Die Füße ziehen heran, bis die kahle Schädeldecke mit den angewinkelten Knien ein Dreieck aus Kugeln bildet. Klar, man hat’s geahnt, dass unter dem kohlschwarzen Papierhaufen der Tänzer steckt, Emanuele Soavi. Doch dieses erdenlangsame Gebären oder Schlüpfen des lebendigen Wesens aus dem Hügel von toter Materie ist eine spannende Geschichte. So alt sie auch sein mag.

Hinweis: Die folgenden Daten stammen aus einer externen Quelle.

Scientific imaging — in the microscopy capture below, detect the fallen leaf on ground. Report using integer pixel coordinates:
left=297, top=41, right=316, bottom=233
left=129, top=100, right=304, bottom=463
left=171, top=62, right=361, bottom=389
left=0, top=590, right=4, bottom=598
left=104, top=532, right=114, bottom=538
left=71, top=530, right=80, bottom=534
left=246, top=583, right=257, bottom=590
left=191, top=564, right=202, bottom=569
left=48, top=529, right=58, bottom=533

Dass sie hier nicht allzu vorhersehbar verläuft, liegt an der strengen Choreografin Susanne Linke, die der Kölner Tanzkünstler für sein neues Solo engagiert hat. Was oder wer da geboren wird, bleibt erst einmal rätselhaft. Das Wesen in den schwarzen Klamotten mit dem ölschwarzen Gesicht ...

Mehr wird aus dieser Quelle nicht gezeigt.